Elisha Shaw: ‘I haven’t lost hope’: The Tucker lineman is determined to play again after career-ending neck injury

Although Elisha Shaw didn’t play his senior season, he was an honorary captain when Tucker faced Creekside for the AAAAA state championship at the Georgia Dome. Photos by Travis Hudgons

National Signing Day is a special occasion for high school football seniors, but it was more special for Tucker High School defensive tackle Elisha Shaw.

As Shaw walked up on the stage in his school auditorium, everyone could see him holding a hat with the University of Georgia symbol on it. But as he was about to put on the hat, he pulled an Alabama hat from underneath the Georgia hat and placed the Alabama hat on his head.

Shaw committed to Alabama and the football program offered to put him on medical scholarship as a student coach or trainer so he can still get a college education. He will be able to train with the team but will not play. Shaw said he will work toward becoming a coach. He got a lot of practice at coaching this past season as he coached his Tucker teammates during their run to the state championship game

It was a dream come true for Shaw to be able to experience that moment, but his dream of playing football for Alabama may never come to fruition.

During his junior year, Shaw burst onto the scene as one of the top defensive players in the state. He finished his junior season with 22 tackles, seven tackles for a loss and two sacks. With his size, speed and skill set, the 6-foot-5, 295-pound junior earned a 4-star grade and was ranked the No. 2 defensive tackle in the 2014 class, according to 247Sports.com.

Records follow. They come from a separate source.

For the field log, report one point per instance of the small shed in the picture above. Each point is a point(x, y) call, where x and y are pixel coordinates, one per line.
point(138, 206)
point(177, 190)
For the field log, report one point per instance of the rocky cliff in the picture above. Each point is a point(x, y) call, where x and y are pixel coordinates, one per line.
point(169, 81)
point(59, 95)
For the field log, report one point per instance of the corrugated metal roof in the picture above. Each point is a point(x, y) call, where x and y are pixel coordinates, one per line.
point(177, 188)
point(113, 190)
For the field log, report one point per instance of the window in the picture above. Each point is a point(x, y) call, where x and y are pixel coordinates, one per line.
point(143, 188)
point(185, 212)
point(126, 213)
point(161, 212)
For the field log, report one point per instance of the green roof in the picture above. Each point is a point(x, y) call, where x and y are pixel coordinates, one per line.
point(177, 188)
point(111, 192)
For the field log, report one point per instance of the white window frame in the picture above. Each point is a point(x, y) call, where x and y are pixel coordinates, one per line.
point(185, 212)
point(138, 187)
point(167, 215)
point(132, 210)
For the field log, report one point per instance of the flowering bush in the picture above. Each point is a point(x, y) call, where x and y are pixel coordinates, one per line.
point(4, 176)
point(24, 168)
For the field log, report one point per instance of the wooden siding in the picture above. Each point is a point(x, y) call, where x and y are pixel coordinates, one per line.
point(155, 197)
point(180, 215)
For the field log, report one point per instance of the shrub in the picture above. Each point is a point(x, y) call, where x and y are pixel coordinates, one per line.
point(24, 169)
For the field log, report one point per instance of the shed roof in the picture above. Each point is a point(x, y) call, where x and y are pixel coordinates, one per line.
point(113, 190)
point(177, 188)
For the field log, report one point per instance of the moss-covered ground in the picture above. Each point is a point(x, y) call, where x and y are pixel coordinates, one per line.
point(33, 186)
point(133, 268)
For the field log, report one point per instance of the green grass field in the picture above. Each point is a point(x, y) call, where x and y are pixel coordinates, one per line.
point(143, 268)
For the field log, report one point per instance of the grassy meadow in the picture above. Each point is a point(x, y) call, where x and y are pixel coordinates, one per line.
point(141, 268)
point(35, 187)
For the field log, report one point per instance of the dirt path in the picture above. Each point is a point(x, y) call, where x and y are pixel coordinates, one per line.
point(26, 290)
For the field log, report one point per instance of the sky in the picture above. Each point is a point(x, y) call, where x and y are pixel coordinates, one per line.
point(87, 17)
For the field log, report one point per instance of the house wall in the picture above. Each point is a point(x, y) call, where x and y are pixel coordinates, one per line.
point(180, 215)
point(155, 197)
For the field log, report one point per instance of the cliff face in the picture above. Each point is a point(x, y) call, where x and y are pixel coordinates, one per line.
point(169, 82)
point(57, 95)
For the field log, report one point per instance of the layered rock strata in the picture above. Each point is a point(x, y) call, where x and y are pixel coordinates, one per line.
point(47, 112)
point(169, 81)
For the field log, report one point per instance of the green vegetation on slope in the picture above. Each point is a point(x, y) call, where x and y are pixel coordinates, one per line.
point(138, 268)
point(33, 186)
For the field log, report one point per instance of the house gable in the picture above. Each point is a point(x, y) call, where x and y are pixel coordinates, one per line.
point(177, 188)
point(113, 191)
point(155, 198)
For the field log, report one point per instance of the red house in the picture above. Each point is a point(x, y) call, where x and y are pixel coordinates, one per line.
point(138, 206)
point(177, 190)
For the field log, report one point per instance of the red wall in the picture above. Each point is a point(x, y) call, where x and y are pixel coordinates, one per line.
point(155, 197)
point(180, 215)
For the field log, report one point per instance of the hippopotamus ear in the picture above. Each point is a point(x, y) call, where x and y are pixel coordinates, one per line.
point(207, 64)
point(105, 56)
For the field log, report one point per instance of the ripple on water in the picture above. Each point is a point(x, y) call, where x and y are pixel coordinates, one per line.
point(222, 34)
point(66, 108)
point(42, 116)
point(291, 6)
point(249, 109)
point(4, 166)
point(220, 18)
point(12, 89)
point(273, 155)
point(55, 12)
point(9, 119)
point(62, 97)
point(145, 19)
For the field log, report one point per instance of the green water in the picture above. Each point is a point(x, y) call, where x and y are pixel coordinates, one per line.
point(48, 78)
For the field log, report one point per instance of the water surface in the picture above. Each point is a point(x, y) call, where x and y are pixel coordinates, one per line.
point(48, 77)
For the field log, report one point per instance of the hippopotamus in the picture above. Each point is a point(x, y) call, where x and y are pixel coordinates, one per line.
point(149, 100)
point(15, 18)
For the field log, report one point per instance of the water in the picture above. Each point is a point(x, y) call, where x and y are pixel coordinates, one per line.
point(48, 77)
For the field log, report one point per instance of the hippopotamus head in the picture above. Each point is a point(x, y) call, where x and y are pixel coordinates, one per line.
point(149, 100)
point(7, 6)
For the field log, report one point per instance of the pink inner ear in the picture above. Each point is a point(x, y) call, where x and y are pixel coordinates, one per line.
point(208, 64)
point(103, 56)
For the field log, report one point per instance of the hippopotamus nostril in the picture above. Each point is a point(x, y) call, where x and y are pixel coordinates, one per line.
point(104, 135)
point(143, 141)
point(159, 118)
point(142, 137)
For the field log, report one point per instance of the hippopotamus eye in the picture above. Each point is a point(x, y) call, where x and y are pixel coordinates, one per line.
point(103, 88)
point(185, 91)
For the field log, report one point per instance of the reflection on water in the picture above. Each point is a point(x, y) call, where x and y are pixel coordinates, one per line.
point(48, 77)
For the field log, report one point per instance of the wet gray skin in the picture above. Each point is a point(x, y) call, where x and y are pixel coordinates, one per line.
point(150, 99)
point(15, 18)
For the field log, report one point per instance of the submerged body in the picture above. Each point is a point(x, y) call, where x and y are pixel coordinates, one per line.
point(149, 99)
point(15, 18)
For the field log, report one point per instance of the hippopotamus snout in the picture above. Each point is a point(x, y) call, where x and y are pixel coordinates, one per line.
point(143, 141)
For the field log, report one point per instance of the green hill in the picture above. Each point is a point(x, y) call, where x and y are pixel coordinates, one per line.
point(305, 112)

Shaw has strained ligaments in his neck that may never heal.

When college football recruiters began taking notice of him, Shaw found his dreams of becoming a college football star were starting to become true. However, everything changed last summer before the start of his senior season. During the second day of summer practice, Shaw was making a tackle during a passing drill when he injured his neck.

“When it happened I went numb for a little bit, but I hopped right back up,” he said.

Shaw saw a doctor the following day, but the doctor could not tell how significant the injury was and put a brace on his neck.

“They really couldn’t tell anything,” Shaw said. “My neck was in pain but he thought I had a concussion. I didn’t know the seriousness of it.”

Despite not knowing how serious the injury was, Shaw still had every intention to get back on the football field. However, on his third visit to the doctor he received the devastating news that he would never be able to play football again.

“I was stunned,” he said. “It felt like a dream because I never thought something like this would happen to me.”

Tucker head coach Bryan Lamar said it was tough to see Shaw deal with this situation.

“It’s hard when you have to come to grips with not being able to play with all the hard work you’ve put in from your freshman year to your senior year,” Lamar said. “Elisha has been playing since he was a kid and to grow into a big time recruit and have that taken from him, that’s tough.”

Shaw said his injury is similar to the neck injury that took the life of Creekside High School football player Deantre Turman. Turman died after injuring his neck during a scrimmage game in August. Shaw said that he feels blessed that his injury did not have the same results.

“The only thing that made me feel better was that I was still alive and I could move and I still had all my strengths,” Shaw said.

Although he could not play, he was still able to train with his teammates. At his last appointment, the doctor told Shaw that he is looking a lot better.

Before the injury occurred, Shaw had college recruiters calling him every day expressing their interest in him to play football at their school. Shaw had developed close relationships with the coaches at Alabama, Auburn and Georgia, and those schools became his top three choices.

When Shaw informed the recruiters at Alabama, Auburn and Georgia about his diagnoses, they expressed nothing but encouragement and positive expectations.

“They were telling me to stay positive and just gave me hope,” Shaw said. “But I’ve always had hope. I never lost hope and I still haven’t lost hope.”

While he was getting words of encouragement from those three schools, recruiters from other schools slowly began backing away from Shaw. Lamar commended Alabama, Auburn and Georgia for sticking by Shaw.

“[They are] just first class organizations,” Lamar said. “If you recruit a kid and put effort and energy into that kid as a person, it’s more than just football. He could have walked on campus and get injured his first day.”

Shaw said he felt fortunate and hopeful as he celebrated National Signing Day alongside his teammates, but added that he would have felt differently if he knew he was going to college to continue his football career.

“But it’s cool. It’s about getting an education and being around successful people,” he said. “I’m going to work on being a coach, getting a great education and be around positive people.”

His current coach believes he could be a successful coach if he stays focused and gives it his all.

“I’m just proud of him and how he has handled this,” Lamar said. “It’s just a start. He still has a lot of work to do in order to get there.”